Sanık savunmasının bu kısmında durumun hassasiyetinden dolayı müştekilerin dışarı çıkarılmasını talep etti. Talebin mahkeme tarafından kabul edilmesi üzerine müştekiler dışarı çıkarıldı. Baba Sezer Öz, salondan dışarı çıkarken sanığa “Vicdansız, namussuz, seni bana versinler” diye haykırdı. Sanık savunmasına şöyle devam etti: “Uyanırken maktul penisini yüzüme vuruyordu. Ne yaptığını sorduğumda kahkaha attı. Ben iki çocuk babasıyım. Benim hayatım bitti. O anda kendimi kaybetmişim. Kendime geldiğimde elim katlanmış bıçak elime çakılı vaziyetteydi. Yusuf ölmüştü. Saat daha 18.00 olmamıştı. Hatice abla beni aradı, ‘Oğlum saat 6’ya geliyor çocuğu gönder artık’ dedi. Ben ‘dışardayım müsait değilim’ dedim.
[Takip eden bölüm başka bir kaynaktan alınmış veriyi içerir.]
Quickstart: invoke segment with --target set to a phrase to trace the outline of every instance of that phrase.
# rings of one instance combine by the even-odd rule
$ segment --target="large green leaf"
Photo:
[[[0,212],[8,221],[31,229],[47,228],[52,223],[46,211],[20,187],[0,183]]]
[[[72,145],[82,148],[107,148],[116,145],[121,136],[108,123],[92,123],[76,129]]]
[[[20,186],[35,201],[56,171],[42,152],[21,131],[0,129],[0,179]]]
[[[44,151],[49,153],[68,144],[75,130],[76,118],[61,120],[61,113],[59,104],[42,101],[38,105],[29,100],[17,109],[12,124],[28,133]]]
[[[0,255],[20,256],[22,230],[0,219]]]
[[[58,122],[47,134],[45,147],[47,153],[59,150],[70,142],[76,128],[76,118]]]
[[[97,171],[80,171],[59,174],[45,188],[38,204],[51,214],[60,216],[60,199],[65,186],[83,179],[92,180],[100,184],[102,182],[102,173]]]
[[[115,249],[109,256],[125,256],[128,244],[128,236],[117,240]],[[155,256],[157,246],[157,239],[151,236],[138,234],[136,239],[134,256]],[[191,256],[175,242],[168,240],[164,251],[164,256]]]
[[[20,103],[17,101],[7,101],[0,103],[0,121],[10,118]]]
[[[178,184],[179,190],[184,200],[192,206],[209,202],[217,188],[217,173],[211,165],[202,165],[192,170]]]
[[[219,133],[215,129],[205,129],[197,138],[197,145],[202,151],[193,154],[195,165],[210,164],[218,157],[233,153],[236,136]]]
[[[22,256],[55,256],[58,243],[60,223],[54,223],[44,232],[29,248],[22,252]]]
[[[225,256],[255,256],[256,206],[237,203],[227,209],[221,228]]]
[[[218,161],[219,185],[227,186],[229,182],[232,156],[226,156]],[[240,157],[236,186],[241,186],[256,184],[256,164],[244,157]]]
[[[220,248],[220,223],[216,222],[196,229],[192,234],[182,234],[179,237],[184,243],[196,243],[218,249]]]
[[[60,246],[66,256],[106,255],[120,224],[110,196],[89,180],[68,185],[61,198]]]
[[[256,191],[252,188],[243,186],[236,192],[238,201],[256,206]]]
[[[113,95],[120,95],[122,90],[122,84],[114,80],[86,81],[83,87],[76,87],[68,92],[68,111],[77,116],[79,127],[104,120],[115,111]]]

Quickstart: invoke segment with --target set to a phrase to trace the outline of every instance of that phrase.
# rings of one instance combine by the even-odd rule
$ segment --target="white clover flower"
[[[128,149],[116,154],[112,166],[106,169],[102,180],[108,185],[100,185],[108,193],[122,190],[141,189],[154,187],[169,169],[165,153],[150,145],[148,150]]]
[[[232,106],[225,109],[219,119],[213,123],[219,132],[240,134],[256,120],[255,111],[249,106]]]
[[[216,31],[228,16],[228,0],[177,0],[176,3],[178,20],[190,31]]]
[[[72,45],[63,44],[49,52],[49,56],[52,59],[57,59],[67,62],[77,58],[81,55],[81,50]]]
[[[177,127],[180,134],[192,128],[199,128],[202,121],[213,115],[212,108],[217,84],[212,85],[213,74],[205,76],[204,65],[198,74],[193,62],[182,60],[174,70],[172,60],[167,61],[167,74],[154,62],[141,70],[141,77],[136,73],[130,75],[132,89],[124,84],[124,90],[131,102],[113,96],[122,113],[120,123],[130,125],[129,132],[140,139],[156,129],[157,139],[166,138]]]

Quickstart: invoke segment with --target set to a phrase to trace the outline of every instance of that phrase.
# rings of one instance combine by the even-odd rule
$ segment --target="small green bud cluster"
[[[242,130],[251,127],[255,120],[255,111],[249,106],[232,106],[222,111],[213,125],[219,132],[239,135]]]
Teslim olursam çocuklarım mağdur olur diye düşündüm eve tekrar girdim. Hırsızlık süsü vermek istedim. Sonra evi dağıttım. İki televizyon ve bir cep telefonunu aldım. Kendi evlatlarım neyse Yusuf oydu. Kıyafetlerimi götürüp yaktım. İç çamaşırımı da polislere teslim ettim.”
Hatice Akkaya beyanında şunları söyledi: “Sanığın dediklerinin hepsi yalan. Bunu asın. İdam edin. Yazıklar olsun ciğerim yanıyor. O gün ben köye gidecektim. Ferhat bize geldi. Yukarda bir dolap var çekelim dedi Yusuf’a. Yusuf evine gidip yardım edip eve döndü. Ne dediyse beynini yıkadı torunumun. Torunum sonra ben köye gitmek istemiyorum dedi. Geleceksin dedim. Ben Yusuf’a ‘hastaneye MR çektirmeye gideceğim seninle istasyonda buluşalım’ dedim. ‘Tamam geleceğim anneanne’ dedi ama gelmedi. Ben trene binip gittim. Ertesi gün eve geldim. Kapıyı açtım. Yusuf yerde yatıyordu. Üstü giyinikti. Paspas atılmıştı üstüne. Ben çocuğumu buna emanet etmedim yalan söylüyor. 21.30’da öldürmüş çocuğu. Ne istedin bu masumdan. Sen benim evime niye giriyorsun. 16 senemi vermişim ben ona”
SANIĞA TÜKÜRDÜ
Baba Sezer Öz de sanıktan şikayetçi olduğunu söyledi. Mahkeme, tanıkların dinlenmesi için duruşmayı erteledi. Anneanne Akkaya duruşmadan çıkarken sanığa tükürdü.